Within those, Marenica has a large inferred uranium resource of 61 million pounds or 27,670 tonnes and U-pgrade increases the grade by more than 50 times to 5,000 parts per million of uranium oxide.
Koppies, covering 6.4sq km, has a mineralised palaeochannel system ready for resource drilling.
Hirabeb contains a palaeochannel that extends over more than 36km (wider than the English Channel), while Namib IV has a similar channel more than 19km long.
Three Australian projects in uranium-friendly Northern Territory
In 2019, the company snapped up projects in Australia and holds 48Mlb at an average grade of 859ppm of uranium oxide.
The wholly-owned projects are Angela with a resource of 31Mlb, Minerva (high-grade uranium and gold), Thatcher Soak with 11Mlb and Oobagooma, which has a historical resource and therefore cannot be reported.
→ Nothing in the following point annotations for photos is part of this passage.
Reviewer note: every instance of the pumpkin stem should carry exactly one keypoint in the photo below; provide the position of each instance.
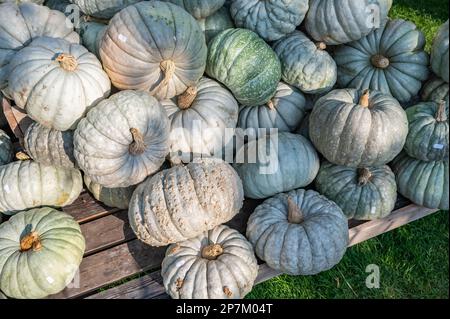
(137, 147)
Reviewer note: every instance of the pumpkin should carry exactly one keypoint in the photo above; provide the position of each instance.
(199, 119)
(245, 64)
(284, 111)
(335, 22)
(299, 233)
(40, 252)
(424, 183)
(28, 184)
(69, 82)
(270, 19)
(362, 193)
(154, 46)
(428, 132)
(184, 201)
(123, 139)
(218, 264)
(275, 164)
(49, 147)
(391, 60)
(439, 53)
(358, 128)
(304, 64)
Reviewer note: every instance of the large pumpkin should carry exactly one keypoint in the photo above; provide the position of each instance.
(275, 164)
(218, 264)
(299, 233)
(154, 46)
(362, 193)
(28, 184)
(245, 64)
(123, 139)
(358, 128)
(424, 183)
(40, 252)
(270, 19)
(184, 201)
(57, 89)
(391, 60)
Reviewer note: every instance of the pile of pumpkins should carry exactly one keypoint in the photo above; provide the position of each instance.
(121, 108)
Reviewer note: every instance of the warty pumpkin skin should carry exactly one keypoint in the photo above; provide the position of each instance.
(391, 60)
(218, 264)
(358, 128)
(184, 201)
(123, 139)
(40, 252)
(272, 19)
(154, 46)
(424, 183)
(362, 193)
(245, 64)
(299, 233)
(28, 184)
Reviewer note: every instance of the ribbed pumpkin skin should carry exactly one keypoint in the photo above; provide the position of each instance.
(428, 135)
(245, 64)
(289, 108)
(184, 201)
(37, 274)
(304, 65)
(317, 244)
(187, 275)
(424, 183)
(439, 53)
(337, 22)
(295, 164)
(15, 33)
(27, 184)
(358, 200)
(402, 44)
(271, 19)
(103, 139)
(144, 36)
(348, 134)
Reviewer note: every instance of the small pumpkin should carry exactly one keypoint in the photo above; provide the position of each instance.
(362, 193)
(154, 46)
(391, 60)
(424, 183)
(40, 252)
(299, 233)
(123, 139)
(358, 128)
(271, 20)
(184, 201)
(218, 264)
(245, 64)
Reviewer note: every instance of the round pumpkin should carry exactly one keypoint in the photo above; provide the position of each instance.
(299, 233)
(218, 264)
(275, 164)
(123, 139)
(335, 22)
(57, 89)
(358, 128)
(245, 64)
(391, 60)
(184, 201)
(439, 53)
(154, 46)
(362, 193)
(424, 183)
(271, 19)
(40, 252)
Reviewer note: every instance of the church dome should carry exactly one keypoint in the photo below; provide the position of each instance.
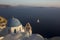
(13, 22)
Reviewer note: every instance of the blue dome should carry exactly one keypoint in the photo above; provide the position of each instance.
(13, 22)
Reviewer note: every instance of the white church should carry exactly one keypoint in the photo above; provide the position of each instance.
(13, 26)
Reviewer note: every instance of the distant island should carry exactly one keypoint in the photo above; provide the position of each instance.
(5, 6)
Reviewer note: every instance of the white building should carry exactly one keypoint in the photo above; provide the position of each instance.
(15, 25)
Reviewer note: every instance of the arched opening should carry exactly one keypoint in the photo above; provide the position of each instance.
(14, 30)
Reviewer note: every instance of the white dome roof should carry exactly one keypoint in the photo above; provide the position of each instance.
(13, 22)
The first two projects are in the Northern Territory, the last two in Western Australia.
It is significant that the NT government maintains a website promoting the territory’s uranium potential, which is in contrast to some anti-uranium mining policies in several states that have over the years bedevilled uranium exploration companies, with Victoria long maintaining a ban even on exploration.
In the case of Angela, the application of U-pgrade technology will reduce acid costs by 77%, the company says.
Oobagooma is described as under-explored but featuring extensive zones of mineralisation.
Elevate also has minority interests in three NT projects controlled by Energy Metals (ASX: EME).
It holds 21% of the Bigrlyi uranium-vanadium ground with 21Mlb, 23% of Walbiri with 16Mlb and 24% of Malawiri with a total resource of 1.2Mlb.